In younger adults, evaluate for neurosyphilis, demyelinating disease, or tumors.
Key points
Argyll Robertson pupil shows light-near dissociation with small, irregular pupils.
Classic association: neurosyphilis, though modern causes include diabetes and midbrain lesions.
Serology and neuroimaging help identify the cause.
Treatment focuses on the underlying disease; the pupillary defect often persists.
References
Miller NR, Newman NJ, Biousse V, Kerrison JB. Walsh & Hoyt’s Clinical Neuro-Ophthalmology. 6th ed. Philadelphia: Lippincott Williams & Wilkins; 2005.

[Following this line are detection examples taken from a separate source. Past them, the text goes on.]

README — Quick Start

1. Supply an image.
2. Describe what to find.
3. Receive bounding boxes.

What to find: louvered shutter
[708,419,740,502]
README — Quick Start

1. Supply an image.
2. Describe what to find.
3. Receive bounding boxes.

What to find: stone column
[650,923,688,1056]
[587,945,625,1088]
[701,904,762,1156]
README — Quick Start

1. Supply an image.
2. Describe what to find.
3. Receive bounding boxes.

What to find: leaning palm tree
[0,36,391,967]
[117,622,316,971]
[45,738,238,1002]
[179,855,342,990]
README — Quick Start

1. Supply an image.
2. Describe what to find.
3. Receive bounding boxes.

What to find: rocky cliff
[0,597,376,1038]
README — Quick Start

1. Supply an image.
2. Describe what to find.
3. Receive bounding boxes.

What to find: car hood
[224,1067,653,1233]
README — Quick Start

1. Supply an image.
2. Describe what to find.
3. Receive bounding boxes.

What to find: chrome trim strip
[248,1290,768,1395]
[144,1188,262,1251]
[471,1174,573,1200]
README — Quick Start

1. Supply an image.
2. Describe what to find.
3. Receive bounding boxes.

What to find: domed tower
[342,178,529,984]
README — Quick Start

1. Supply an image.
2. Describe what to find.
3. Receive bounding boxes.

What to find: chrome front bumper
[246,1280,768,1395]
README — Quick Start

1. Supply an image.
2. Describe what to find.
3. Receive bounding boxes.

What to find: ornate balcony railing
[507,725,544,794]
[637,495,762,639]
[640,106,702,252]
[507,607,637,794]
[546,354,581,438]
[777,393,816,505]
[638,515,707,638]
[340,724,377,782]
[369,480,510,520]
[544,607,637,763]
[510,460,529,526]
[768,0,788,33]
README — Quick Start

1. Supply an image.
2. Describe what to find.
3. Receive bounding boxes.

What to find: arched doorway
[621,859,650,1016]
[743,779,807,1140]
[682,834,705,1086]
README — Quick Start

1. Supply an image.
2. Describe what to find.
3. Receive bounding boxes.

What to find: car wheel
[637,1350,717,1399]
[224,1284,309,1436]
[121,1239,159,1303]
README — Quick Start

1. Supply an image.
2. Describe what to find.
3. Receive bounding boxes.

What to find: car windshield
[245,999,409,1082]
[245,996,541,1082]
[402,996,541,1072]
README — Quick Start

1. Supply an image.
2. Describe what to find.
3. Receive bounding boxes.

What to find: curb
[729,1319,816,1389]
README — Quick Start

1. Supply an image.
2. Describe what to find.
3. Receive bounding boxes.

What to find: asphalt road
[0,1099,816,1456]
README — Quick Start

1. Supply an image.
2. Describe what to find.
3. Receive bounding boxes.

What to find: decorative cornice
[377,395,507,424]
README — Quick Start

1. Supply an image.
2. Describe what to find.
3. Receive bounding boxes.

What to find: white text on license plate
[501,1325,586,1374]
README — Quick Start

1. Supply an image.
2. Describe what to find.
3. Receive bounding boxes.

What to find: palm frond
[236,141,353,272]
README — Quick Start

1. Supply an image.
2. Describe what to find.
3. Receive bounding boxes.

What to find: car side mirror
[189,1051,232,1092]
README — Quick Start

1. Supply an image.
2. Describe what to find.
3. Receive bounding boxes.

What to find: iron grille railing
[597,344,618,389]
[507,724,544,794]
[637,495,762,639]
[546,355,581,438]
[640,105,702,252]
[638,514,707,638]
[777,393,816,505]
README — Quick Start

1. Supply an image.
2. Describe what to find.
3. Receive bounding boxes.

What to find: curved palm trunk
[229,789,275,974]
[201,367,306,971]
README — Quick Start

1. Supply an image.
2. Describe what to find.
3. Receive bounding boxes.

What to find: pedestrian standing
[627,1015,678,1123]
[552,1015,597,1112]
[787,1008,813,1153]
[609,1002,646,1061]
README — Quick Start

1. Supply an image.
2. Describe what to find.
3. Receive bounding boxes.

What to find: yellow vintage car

Biousse V, Newman NJ. Neuro-Ophthalmology Illustrated. 2nd ed. Stuttgart: Thieme; 2012.
Centers for Disease Control and Prevention. Sexually transmitted infections treatment guidelines, 2021. MMWR Recomm Rep. 2021;70(4):1–187.
Ropper AH, Samuels MA, Klein JP. Adams and Victor’s Principles of Neurology. 11th ed. New York: McGraw-Hill; 2019.